Pôle 1 - Chambre 11, 29 mai 2025 — 25/02935
Texte intégral
RÉPUBLIQUE FRANÇAISE
AU NOM DU PEUPLE FRANÇAIS
COUR D'APPEL DE PARIS
L. 742-1 et suivants du Code de l'entrée et du séjour
des étrangers et du droit d'asile
ORDONNANCE DU 29 MAI 2025
(1 pages)
Numéro d'inscription au répertoire général et de décision : B N° RG 25/02935 - N° Portalis 35L7-V-B7J-CLM3Y
Décision déférée : ordonnance rendue le 27 mai 2025, à 16h41, par le magistrat du siège du tribunal judiciaire de Meaux
Nous, Marie-Anne Baulon, présidente de chambre à la cour d'appel de Paris, agissant par délégation du premier président de cette cour, assistée de Marie Bounaix, greffière au prononcé de l'ordonnance,
APPELANT :
M. [K] [R]
né le 22 septembre 1994 à [Localité 2], de nationalité algérienne
RETENU au centre de rétention : Mesnil Amelot n°3
Informé le 28 mai 2025 à 14h24, de la possibilité de faire valoir ses observations sur le caractère manifestement irrecevable de son appel, en application des dispositions de l'article R 743-11 du code de l'entrée et du séjour des étrangers et du droit d'asile
INTIMÉ :
LE PREFET DES HAUTS DE SEINE
Informé le 28 mai 2025 à 14h24, de la possibilité de faire valoir ses observations sur le caractère manifestement irrecevable de l'appel, en application des dispositions de l'article R 743-11 du code de l'entrée et du séjour des étrangers et du droit d'asile,
MINISTÈRE PUBLIC, avisé de la date et de l'heure de l'audience
ORDONNANCE : contradictoire
- Vu l'ordonnance du 27 mai 2025 du magistrat du siège du tribunal judiciaire de Meaux déclarant la requête recevable et la procédure régulière et ordonnant une deuxième prolongation de la rétention de M. [K] [R] au centre de rétention administrative n°3 du [1] (77), ou dans tout autre centre ne dépendant pas de l'administration pénitentiaire pour une durée de trente jours à compter du 26 mai 2025 ;
- Vu l'appel interjeté le 28 mai 2025, à 11h54, par M. [K] [R] ;
- Vu les observations de l'intéressé reçues le 28 mai 2025 à 15h36 et 15h51 ;
SUR QUOI,
L'article L.743-23 alinéa 1 du code de l'entrée et du séjour des étrangers et du droit d'asile autorise le rejet sans audience des déclarations d'appel contre une décision rendue par le juge des libertés et de la détention lorsque l'appel n'est pas recevable.

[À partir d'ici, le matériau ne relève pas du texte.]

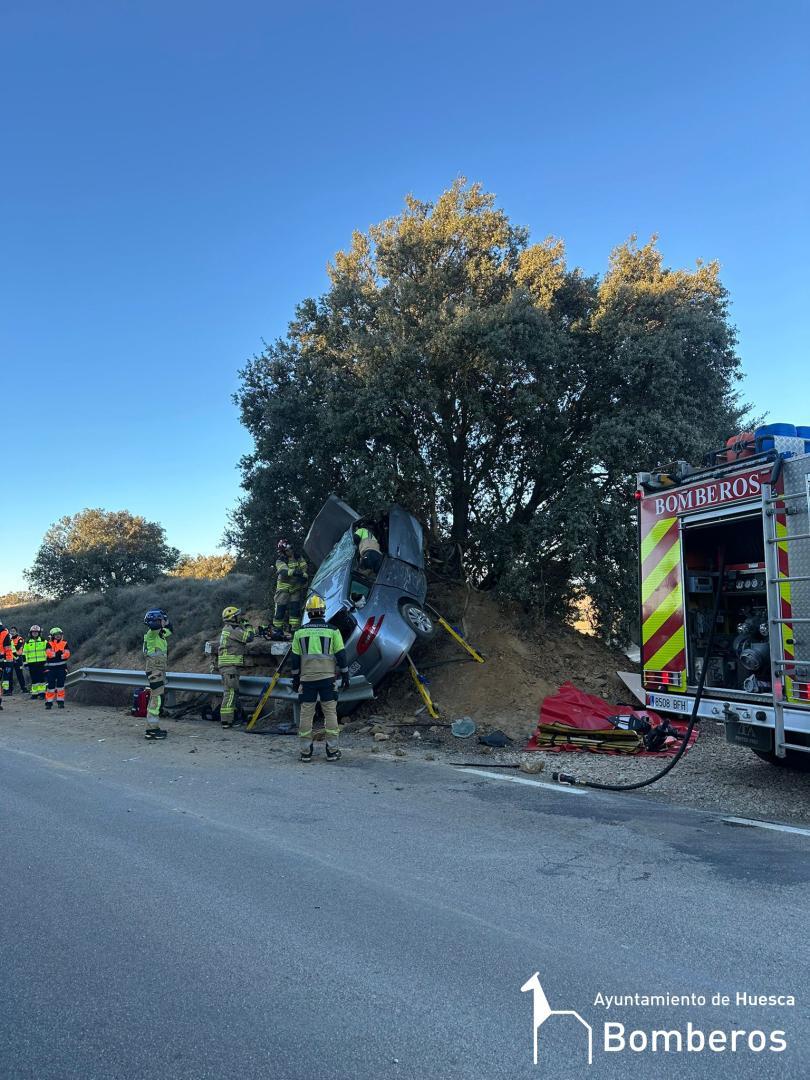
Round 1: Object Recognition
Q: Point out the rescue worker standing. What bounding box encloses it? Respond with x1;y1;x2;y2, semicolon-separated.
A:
270;540;308;642
144;608;172;739
217;606;254;728
45;626;70;708
291;593;349;761
9;626;28;693
352;522;382;575
0;622;14;708
23;622;48;701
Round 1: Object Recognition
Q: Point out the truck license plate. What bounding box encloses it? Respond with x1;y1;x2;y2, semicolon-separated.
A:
649;693;689;713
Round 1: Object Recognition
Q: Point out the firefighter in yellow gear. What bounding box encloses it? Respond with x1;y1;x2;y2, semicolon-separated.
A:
291;593;349;761
217;605;254;728
271;540;309;642
144;608;172;739
23;622;48;701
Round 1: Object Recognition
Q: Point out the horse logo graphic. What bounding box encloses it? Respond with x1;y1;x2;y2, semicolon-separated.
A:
521;971;593;1065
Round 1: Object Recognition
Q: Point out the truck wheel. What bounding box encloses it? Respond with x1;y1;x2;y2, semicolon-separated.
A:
754;750;810;772
400;600;436;642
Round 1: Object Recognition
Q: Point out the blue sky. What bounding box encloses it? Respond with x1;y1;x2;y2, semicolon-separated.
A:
0;0;810;592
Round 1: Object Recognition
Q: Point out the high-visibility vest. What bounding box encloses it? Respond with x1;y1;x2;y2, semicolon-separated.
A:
23;637;48;664
217;622;253;667
291;619;346;683
144;626;172;657
45;637;70;667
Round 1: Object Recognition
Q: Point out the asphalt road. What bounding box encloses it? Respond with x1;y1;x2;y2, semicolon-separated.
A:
0;714;810;1080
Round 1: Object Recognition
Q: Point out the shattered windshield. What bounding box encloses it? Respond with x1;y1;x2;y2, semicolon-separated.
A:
311;529;354;600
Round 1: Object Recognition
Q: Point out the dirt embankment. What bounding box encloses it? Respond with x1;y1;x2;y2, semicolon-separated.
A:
365;589;634;740
3;575;631;739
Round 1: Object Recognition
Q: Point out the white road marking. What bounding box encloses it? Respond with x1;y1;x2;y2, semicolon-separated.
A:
723;818;810;836
457;769;588;795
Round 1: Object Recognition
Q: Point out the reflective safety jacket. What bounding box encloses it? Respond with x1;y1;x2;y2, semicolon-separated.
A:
292;619;349;683
217;622;254;667
275;558;309;593
144;626;172;657
45;637;70;667
23;637;48;664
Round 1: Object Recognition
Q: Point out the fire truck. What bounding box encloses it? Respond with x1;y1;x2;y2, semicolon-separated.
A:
636;424;810;769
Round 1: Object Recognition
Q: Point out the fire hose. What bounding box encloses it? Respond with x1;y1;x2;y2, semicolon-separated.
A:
551;548;726;792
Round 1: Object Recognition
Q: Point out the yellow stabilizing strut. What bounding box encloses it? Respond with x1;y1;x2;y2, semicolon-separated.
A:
433;608;486;664
245;649;289;731
405;657;438;720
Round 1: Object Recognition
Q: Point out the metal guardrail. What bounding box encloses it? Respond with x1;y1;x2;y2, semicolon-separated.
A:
65;667;374;705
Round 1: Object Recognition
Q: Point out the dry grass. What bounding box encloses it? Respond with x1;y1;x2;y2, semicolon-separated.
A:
5;573;268;671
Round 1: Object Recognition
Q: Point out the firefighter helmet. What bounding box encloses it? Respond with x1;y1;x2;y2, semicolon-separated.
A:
307;593;326;617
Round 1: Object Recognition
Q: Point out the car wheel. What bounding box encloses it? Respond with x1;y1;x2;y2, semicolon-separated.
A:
400;600;436;642
754;750;810;772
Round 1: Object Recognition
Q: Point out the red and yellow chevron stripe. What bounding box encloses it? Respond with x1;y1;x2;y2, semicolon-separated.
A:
775;512;806;701
642;505;686;693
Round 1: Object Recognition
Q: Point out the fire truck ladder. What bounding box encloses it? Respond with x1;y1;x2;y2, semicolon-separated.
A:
762;484;810;757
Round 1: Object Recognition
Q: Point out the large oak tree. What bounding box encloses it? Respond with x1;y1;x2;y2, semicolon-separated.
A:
227;180;742;636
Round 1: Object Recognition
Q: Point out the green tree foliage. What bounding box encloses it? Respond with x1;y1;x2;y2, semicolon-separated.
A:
227;180;742;636
168;555;237;580
26;510;179;597
0;589;42;611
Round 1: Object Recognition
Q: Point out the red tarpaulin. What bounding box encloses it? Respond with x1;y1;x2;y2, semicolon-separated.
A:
526;683;698;757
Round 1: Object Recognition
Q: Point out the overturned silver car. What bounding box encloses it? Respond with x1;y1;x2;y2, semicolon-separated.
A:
303;495;435;686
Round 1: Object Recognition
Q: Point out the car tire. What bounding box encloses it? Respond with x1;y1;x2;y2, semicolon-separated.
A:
400;600;436;642
754;750;810;772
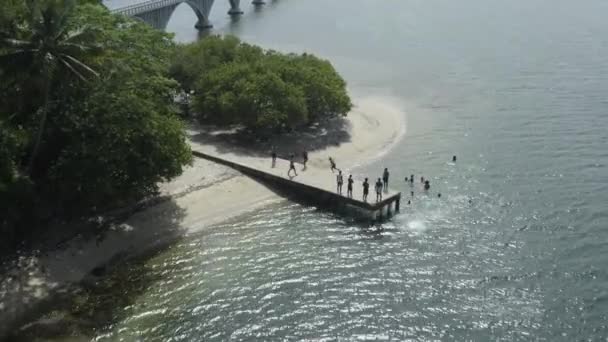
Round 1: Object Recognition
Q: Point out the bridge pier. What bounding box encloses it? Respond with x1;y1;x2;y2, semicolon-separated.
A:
194;18;213;30
228;7;244;15
228;0;243;15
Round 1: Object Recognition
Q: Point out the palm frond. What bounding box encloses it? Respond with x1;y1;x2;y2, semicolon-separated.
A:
61;54;99;77
60;58;87;82
0;38;34;49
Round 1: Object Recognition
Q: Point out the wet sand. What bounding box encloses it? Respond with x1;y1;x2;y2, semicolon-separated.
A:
0;97;405;336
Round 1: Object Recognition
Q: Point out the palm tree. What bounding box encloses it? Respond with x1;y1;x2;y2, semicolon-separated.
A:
0;0;99;176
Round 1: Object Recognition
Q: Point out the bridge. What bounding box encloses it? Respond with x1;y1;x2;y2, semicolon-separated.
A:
104;0;264;30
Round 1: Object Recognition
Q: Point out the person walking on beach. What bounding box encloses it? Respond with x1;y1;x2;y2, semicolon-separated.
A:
302;151;308;170
382;167;389;192
329;157;337;172
346;175;355;198
376;178;382;202
287;154;298;178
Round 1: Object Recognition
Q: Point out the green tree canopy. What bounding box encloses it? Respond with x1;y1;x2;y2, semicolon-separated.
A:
171;36;352;130
0;0;191;244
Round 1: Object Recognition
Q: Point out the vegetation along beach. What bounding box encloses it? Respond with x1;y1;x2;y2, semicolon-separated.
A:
0;0;608;341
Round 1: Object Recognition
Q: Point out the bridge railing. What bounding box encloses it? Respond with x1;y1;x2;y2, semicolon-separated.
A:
112;0;182;15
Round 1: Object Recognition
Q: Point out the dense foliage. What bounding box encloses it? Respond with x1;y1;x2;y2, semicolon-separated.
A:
171;36;352;130
0;0;191;244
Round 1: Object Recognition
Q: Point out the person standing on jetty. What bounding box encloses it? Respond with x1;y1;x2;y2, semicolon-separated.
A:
287;154;298;178
302;151;308;170
329;157;337;172
336;171;344;195
382;167;389;192
270;148;277;168
376;178;382;202
346;175;355;198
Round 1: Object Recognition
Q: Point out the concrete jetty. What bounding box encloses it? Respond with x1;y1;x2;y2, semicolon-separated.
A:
192;149;401;221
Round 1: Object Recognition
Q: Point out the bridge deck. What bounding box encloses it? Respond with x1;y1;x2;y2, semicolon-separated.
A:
193;146;401;215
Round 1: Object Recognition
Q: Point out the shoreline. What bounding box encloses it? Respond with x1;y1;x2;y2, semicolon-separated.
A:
0;93;405;337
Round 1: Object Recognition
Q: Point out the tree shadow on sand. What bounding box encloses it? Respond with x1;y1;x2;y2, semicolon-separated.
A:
189;117;351;158
7;201;185;342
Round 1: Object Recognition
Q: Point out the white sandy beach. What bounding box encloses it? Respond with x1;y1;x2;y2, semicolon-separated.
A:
0;97;405;336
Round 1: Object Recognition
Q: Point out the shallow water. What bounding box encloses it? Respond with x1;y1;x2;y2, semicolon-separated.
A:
32;0;608;341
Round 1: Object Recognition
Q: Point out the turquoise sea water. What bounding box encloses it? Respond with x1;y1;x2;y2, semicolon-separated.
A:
39;0;608;341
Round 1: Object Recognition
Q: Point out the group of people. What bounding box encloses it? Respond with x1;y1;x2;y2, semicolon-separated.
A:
329;164;390;202
272;149;456;204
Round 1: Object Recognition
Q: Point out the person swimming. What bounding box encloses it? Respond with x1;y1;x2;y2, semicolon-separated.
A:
329;157;337;172
346;175;355;198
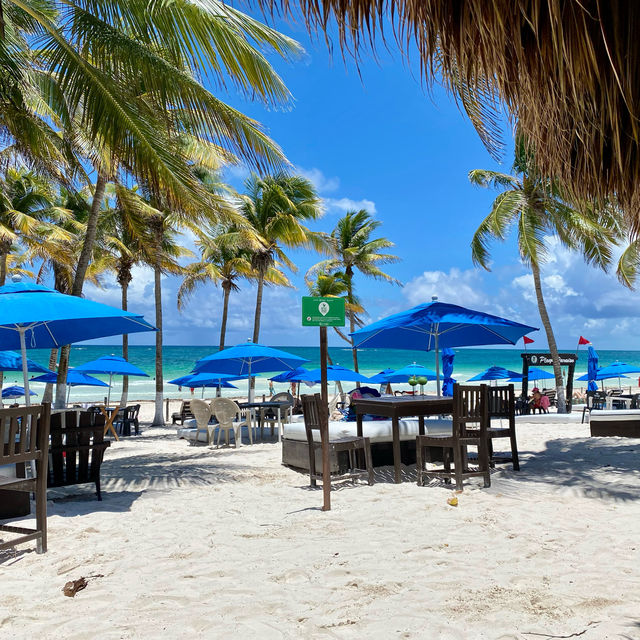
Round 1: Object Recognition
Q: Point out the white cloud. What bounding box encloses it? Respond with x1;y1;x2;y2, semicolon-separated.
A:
403;267;487;307
324;198;376;214
295;167;340;194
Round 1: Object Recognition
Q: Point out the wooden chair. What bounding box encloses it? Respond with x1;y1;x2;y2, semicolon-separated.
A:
302;393;373;487
47;411;111;500
171;400;195;425
416;383;491;490
487;384;520;471
0;404;51;553
211;398;253;448
189;399;213;444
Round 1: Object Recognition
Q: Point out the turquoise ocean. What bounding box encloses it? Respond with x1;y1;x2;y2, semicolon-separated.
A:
4;345;640;401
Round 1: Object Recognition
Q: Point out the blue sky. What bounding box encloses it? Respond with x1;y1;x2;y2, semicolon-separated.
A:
85;16;640;349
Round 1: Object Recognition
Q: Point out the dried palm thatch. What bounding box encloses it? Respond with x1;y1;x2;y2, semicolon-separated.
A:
254;0;640;228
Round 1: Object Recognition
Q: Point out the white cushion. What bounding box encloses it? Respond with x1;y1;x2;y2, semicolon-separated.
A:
283;418;451;442
589;409;640;422
177;427;208;443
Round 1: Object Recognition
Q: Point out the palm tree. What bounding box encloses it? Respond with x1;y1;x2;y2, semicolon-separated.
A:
234;173;327;342
0;168;69;286
99;184;153;407
469;136;618;413
307;209;401;371
178;228;290;351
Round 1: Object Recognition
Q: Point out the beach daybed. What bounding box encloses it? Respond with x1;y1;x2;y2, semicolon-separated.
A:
282;418;451;473
589;409;640;438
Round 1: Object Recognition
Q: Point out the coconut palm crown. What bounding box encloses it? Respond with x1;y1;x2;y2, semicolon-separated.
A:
469;136;619;412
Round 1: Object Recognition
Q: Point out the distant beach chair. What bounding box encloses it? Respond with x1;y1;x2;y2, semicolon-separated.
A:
260;391;295;439
540;389;557;413
47;411;111;500
416;383;491;490
190;398;213;444
171;400;195;425
0;404;50;553
211;398;253;448
581;391;607;424
302;393;374;487
487;384;520;471
113;404;140;436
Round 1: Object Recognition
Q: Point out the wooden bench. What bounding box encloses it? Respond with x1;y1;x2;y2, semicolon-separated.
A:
589;409;640;438
171;400;194;425
47;411;111;500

En l'espèce, 1a cour rejette donc la déclaration d'appel, sans débat, sur le fondement de l'article L 743-23 1° du code de l'entrée et du séjour des étrangers et du droit d'asile, en ce que l'unique critique - au demeurant non circonstanciée ni motivée ni expliquée par quelque élément de procédure - des diligences ne correspond factuellement pas aux pièces du dossier, le consulat d'Algérie ayant régulièrement été saisi, et relancé, comme le motive le premier juge sans contestation énoncée dans l'acte d'appel, étant rappelé la présente procédure est introduite au visa de l'article L742-4 2°(défaut de passeport) du code de l'entrée et du séjour des étrangers et du droit d'asile, qu'il n'en résulte donc aucune obligation de bref délai - concernant la levée des obstacles - à démontrer.
PAR CES MOTIFS
REJETONS la déclaration d'appel,
ORDONNONS la remise immédiate au procureur général d'une expédition de la présente ordonnance.
Fait à Paris le 29 mai 2025 à 09h37
LE GREFFIER, LE PRÉSIDENT,
REÇU NOTIFICATION DE L'ORDONNANCE ET DE L'EXERCICE DES VOIES DE RECOURS :
Pour information :
L'ordonnance n'est pas susceptible d'opposition.
Le pourvoi en cassation est ouvert à l'étranger, à l'autorité administrative qui a prononcé le maintien en zone d'attente ou la rétention et au ministère public.
Le délai de pourvoi en cassation est de deux mois à compter de la notification.
Le pourvoi est formé par déclaration écrite remise au secrétariat greffe de la Cour de cassation par l'avocat au Conseil d'Etat et à la Cour de cassation constitué par le demandeur.
Notification effectuée aux parties par LRAR ou télécopie et/ou courriel.